These are the people who, if you asked them, couldn't name five things about you, even though they've known you for years. Ask them. Just five things. Tell me if I have siblings, and if they are male or female. Do you know if I've ever been married, and if so how long? Name two cities I've lived in, not counting the one in which you met me. What do I do for a living? Where do I work? What do I do in my spare time, besides write this blog? Name my favorite drink. Do I like animals and do I have a pet? What is my biggest fear? What is my biggest accomplishment? Tell me one thing you like about me, besides the fact that I will listen to you spill your tales of woe for hours on end. There are people I've known for years who would tell you we're good friends, but can't answer even two of those questions about me. Sad, but true.
Then there are the people who are so in tune with me, they know me better than I know myself. For instance, a friend who, when my mom stated I didn't like vegetables, corrected her by clarifying that I don't like most cooked vegetables but instead like them raw. I didn't actually realize that about myself until she stated it. Just a small fact, but something very personal that was noticed and noted. Fortunately, I have more people in my life like this, than those who are self-focused.

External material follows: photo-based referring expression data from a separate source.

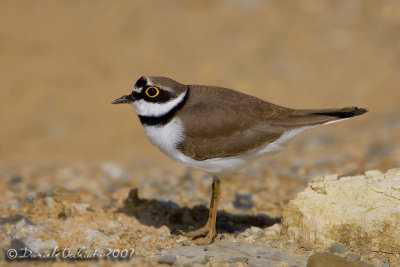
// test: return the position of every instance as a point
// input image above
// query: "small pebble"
(49, 202)
(146, 238)
(353, 256)
(338, 248)
(30, 197)
(166, 259)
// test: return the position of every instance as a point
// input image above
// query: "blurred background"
(68, 158)
(63, 62)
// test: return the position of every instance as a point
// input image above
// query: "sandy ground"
(63, 62)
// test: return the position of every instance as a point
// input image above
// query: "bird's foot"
(205, 240)
(196, 233)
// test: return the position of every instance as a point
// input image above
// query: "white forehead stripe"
(149, 109)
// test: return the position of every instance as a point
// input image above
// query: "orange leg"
(209, 228)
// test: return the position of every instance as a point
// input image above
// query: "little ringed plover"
(218, 130)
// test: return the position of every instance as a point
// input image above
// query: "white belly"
(168, 136)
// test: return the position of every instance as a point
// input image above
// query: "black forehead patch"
(141, 83)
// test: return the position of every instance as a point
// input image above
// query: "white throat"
(144, 108)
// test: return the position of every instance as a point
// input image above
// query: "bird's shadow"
(156, 213)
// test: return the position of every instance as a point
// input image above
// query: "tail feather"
(342, 113)
(315, 117)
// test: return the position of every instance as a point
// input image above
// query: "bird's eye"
(152, 91)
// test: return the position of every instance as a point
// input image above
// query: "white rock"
(146, 238)
(80, 207)
(49, 202)
(92, 238)
(273, 230)
(359, 211)
(113, 171)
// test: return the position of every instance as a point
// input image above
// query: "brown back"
(220, 122)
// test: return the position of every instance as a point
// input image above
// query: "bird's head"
(154, 96)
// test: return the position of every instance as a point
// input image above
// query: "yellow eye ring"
(152, 91)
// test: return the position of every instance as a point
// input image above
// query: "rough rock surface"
(360, 211)
(233, 252)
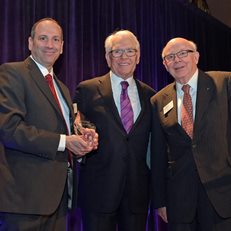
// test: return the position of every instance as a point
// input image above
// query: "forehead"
(175, 46)
(48, 27)
(122, 42)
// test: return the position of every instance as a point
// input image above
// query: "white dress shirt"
(132, 93)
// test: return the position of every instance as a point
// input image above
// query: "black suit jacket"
(32, 173)
(119, 164)
(179, 162)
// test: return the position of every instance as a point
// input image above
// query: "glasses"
(119, 52)
(181, 54)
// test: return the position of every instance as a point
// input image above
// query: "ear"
(108, 58)
(30, 43)
(196, 56)
(138, 57)
(61, 51)
(165, 65)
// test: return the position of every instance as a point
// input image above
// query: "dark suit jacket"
(119, 163)
(32, 172)
(178, 162)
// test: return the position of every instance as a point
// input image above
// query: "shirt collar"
(42, 68)
(192, 83)
(115, 80)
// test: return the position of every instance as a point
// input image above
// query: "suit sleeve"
(15, 131)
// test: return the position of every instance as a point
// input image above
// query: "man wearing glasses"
(114, 181)
(191, 151)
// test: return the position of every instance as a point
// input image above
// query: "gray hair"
(32, 33)
(109, 40)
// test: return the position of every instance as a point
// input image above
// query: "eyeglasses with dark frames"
(181, 54)
(119, 52)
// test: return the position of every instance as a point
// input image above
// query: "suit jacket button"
(194, 146)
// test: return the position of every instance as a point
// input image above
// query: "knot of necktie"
(124, 85)
(186, 88)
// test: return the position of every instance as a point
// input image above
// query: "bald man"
(191, 156)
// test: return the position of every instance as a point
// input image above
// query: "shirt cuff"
(62, 143)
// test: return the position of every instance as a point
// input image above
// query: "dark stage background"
(86, 23)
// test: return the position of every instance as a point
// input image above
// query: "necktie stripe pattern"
(187, 111)
(126, 108)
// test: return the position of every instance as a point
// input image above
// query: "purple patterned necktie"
(187, 111)
(126, 111)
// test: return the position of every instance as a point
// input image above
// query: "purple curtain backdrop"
(86, 23)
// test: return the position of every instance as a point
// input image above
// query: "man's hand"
(79, 145)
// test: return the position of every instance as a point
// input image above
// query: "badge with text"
(168, 107)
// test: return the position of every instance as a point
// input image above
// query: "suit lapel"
(105, 90)
(205, 92)
(41, 83)
(169, 109)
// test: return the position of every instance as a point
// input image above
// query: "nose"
(49, 43)
(124, 55)
(176, 59)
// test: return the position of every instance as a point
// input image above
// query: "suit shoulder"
(219, 74)
(161, 93)
(147, 87)
(90, 82)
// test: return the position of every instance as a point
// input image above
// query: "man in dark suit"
(33, 141)
(191, 162)
(114, 181)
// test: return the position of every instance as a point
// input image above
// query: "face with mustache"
(181, 67)
(47, 43)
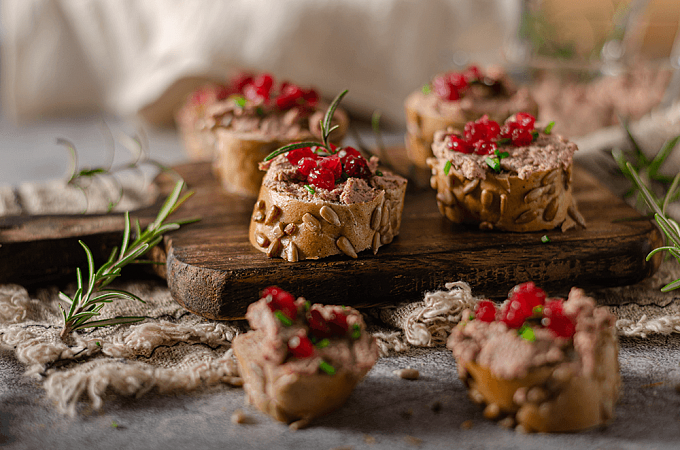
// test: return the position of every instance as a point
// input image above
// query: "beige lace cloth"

I have friends who remember other odd facts as well. Like the friend 2,000 miles away who remembers I have a 3-4 hour meeting every Thursday morning that is usually the low point of my work week. The friend who knows I like getting a surprise limeade in the middle of the day for no reason at all, just because it's my favorite drink. The person who remembers I like all tomato products, but not actual raw tomatoes (the one exception to the raw veggies thing). The friend who knows my favorite type of place to relax and unwind. Or the one who knows I abhor all Nicholas Sparks books and movies. These are the friends I hold near and dear, no matter how many miles or hours separate us.
I like to think I lean more toward being a thoughtful friend rather than a selfish, and have an amazing amount of "friend knowledge" stored in my brain.
Person A has lived and traveled many places in the world, hates seafood, is a sci-fi geek, can tell you who composed almost every soundtrack for every movie, loves cats, can be tender and caring, arranges DVDs by category and alphabetically, is a fabulous freak for grammar and pronunciation, is coolly creative, enjoys reading, and can make awesome pop culture references (there's much more, but I'll stop there).
Person B collects Barbies, loves cats, reads more than me, likes to drink a huge glass of iced tea every day, changes her mind at the drop of a dime, is an awesome gift giver, has a tender soul, wanted to be a nurse at one point, and is from Kentucky (again, there is so much more).
Person C loves to shop for antiques, can be brilliantly snarky, dresses her dog in costumes for halloween, takes life in stride, is colorblind, dares to try new design ideas in her home on her own, and has a great story about how she met her husband (you know by now...there's so much more).
Person D listens to Jimmy Buffett and borders on being a Parrothead, enjoys disc golf and played in Japan, is a OU fan much to my dismay, would give you the shirt off his back, is an artist, can be sweetly sensitive, and is willing to make a fool of himself on the dance floor with me (yep, there's more).
I could go on and on about more people.
I love all my friends, both old and new. I like learning about them and building a relationship that will stand the tests of time and distance. My mom once sent me a quick little e-mail about how blessed I am to have so many good friendships that have lasted. She's right. I may not speak to everyone every day and I may not e-mail as often as I should, but I've developed connections with some very amazing and wonderful people. Let me just take this moment to let those of you who are among my friends and read this blog know...
I love you all dearly, and would not be the person I am today had I not known you and let myself be known by you.
Before you begin to worry about me, rest easy dear ones. I'm just taking a moment to do what we rarely do in life, publicly appreciate those who are important to me, and my hope is that you will take a moment to do the same with those in your life as well.